Beating out the U.S. and other richer nations, Cuba ended the year 2016 with an infant mortality rate of 4.3 deaths of infants under 1 year for every 1,000 live births. This is up a few fractions of a point from the 2015 figure of just 4 deaths per 1,000.
Cuban Health Minister Roberto Morales Ojeda attributes the advance in this and other public health indicators to “an increase in the level of activities in primary care” and many improvements, including new investments in hospitals, outpatient clinics, senior citizens centers and other institutions.
Since the Cuban Revolution took power on January 1, 1959, the country’s infant mortality rate has declined sharply. In 1963, its rate was 41.8, on par with that of other nations in the developing world.

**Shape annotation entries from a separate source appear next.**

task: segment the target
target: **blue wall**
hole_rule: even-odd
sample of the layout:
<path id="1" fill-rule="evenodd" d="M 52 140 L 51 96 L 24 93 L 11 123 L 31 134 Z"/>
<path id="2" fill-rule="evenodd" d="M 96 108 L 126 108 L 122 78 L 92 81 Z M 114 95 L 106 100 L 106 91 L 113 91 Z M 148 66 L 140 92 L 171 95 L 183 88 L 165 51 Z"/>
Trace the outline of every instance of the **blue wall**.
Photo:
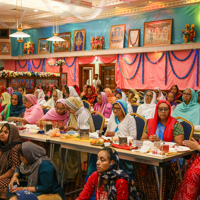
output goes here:
<path id="1" fill-rule="evenodd" d="M 59 32 L 71 32 L 71 50 L 73 43 L 73 31 L 79 29 L 86 29 L 85 50 L 90 50 L 90 41 L 92 36 L 103 36 L 105 39 L 105 49 L 109 49 L 110 26 L 126 24 L 125 47 L 127 47 L 129 29 L 140 29 L 140 46 L 142 46 L 144 22 L 163 19 L 173 19 L 172 44 L 183 43 L 184 40 L 181 38 L 180 30 L 185 28 L 185 24 L 195 24 L 196 42 L 200 42 L 200 5 L 163 9 L 133 16 L 113 17 L 84 23 L 65 24 L 59 26 Z M 16 32 L 16 30 L 11 30 L 11 33 L 14 32 Z M 31 38 L 24 39 L 24 42 L 34 42 L 35 54 L 38 52 L 38 39 L 49 38 L 53 35 L 52 27 L 24 30 L 24 32 L 31 35 Z M 12 38 L 11 55 L 23 55 L 23 46 L 24 43 L 18 43 L 15 38 Z"/>

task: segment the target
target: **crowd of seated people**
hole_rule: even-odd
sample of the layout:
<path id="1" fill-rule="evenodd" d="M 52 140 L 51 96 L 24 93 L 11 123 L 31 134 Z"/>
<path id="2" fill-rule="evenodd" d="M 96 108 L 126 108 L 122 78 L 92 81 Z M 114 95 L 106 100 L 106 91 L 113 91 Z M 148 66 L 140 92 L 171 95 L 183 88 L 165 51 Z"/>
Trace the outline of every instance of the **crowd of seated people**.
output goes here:
<path id="1" fill-rule="evenodd" d="M 184 141 L 183 127 L 175 118 L 182 117 L 194 125 L 200 125 L 200 90 L 195 93 L 192 88 L 186 88 L 181 93 L 178 86 L 173 85 L 167 94 L 159 87 L 146 90 L 144 93 L 134 88 L 126 92 L 120 88 L 112 91 L 101 85 L 97 85 L 96 88 L 84 85 L 81 93 L 77 85 L 64 85 L 61 90 L 52 85 L 49 91 L 37 86 L 33 94 L 29 94 L 23 86 L 16 91 L 11 87 L 5 89 L 1 86 L 0 120 L 38 126 L 44 121 L 51 121 L 53 127 L 62 131 L 78 131 L 81 127 L 87 126 L 90 132 L 94 132 L 91 112 L 84 107 L 83 101 L 87 101 L 94 111 L 97 111 L 95 115 L 99 112 L 108 119 L 105 136 L 130 136 L 135 140 L 137 125 L 135 118 L 130 114 L 134 113 L 132 105 L 136 105 L 137 114 L 147 120 L 141 140 L 175 142 L 200 151 L 200 145 L 194 139 Z M 45 109 L 47 109 L 46 113 L 44 113 Z M 78 176 L 80 156 L 77 151 L 68 151 L 65 169 L 67 178 Z M 139 199 L 135 187 L 139 180 L 135 178 L 135 183 L 132 180 L 137 169 L 131 161 L 119 160 L 116 151 L 106 148 L 99 152 L 97 160 L 96 158 L 90 160 L 89 165 L 91 163 L 95 165 L 96 171 L 91 171 L 77 199 L 90 199 L 94 190 L 96 190 L 96 199 L 100 196 L 101 198 L 103 196 L 103 199 L 130 199 L 130 195 L 133 195 L 133 199 Z M 176 192 L 174 199 L 183 199 L 183 194 L 191 200 L 198 197 L 199 163 L 197 153 L 189 163 L 181 183 L 182 187 L 179 186 L 177 191 L 174 188 L 171 192 L 172 196 Z M 168 168 L 171 164 L 172 162 Z M 119 166 L 122 169 L 120 171 Z M 144 173 L 147 171 L 144 166 L 142 169 Z M 191 174 L 198 178 L 193 180 Z M 27 177 L 26 183 L 19 183 L 19 178 L 23 176 Z M 49 181 L 48 185 L 46 180 Z M 15 189 L 13 189 L 14 183 L 19 184 Z M 188 188 L 192 186 L 195 187 L 195 192 L 189 194 Z M 164 187 L 167 189 L 169 185 L 165 184 Z M 16 199 L 17 192 L 23 191 L 24 188 L 38 199 L 65 199 L 56 166 L 46 156 L 46 151 L 31 142 L 22 143 L 16 126 L 5 123 L 0 129 L 0 200 Z"/>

Infant mortality rates have dropped in other countries as well, but no other relatively poor country has progressed so far so fast as Cuba has. One way in which Cuba has achieved excellent results in the public health field has been by emphasizing the training of large numbers of doctors and other health personnel. But there has also been a lot of attention to public health measures such as potable water, adequate diet and regular free checkups for expecting mothers and young children.
For comparative purposes, the world infant mortality rate stands at 32 deaths of infants under 1 year of age for every 10,000 live births, according to the World Health Organization. But results similar to Cuba’s are almost all in wealthy, highly developed countries of North America, Western Europe, Japan and a few others.
All Cuba’s neighbors in Latin America and the Caribbean have much higher infant mortality rates. Two of the wealthiest countries in the region, Chile (8.1 in 2015) and Costa Rica (8.46), are doing relatively well on this measure, but only relatively. Puerto Rico, which is controlled by the United States, registered an infant mortality rate of 7.73 in 2014, a better rate than those of other Latin American and Caribbean states but still worse than Cuba’s. Right now the health care system in Puerto Rico, as well as its general economic situation, is being devastated by a debt crisis. It remains to be seen what impact this will eventually have on Puerto Rico’s public health statistics.
In the United States, the last reported infant mortality rate, for 2015, was 6.5. This is a higher rate than it should be for one of the wealthiest countries in the world, especially when one takes into consideration that here, infant mortality is unevenly distributed by race and economic class.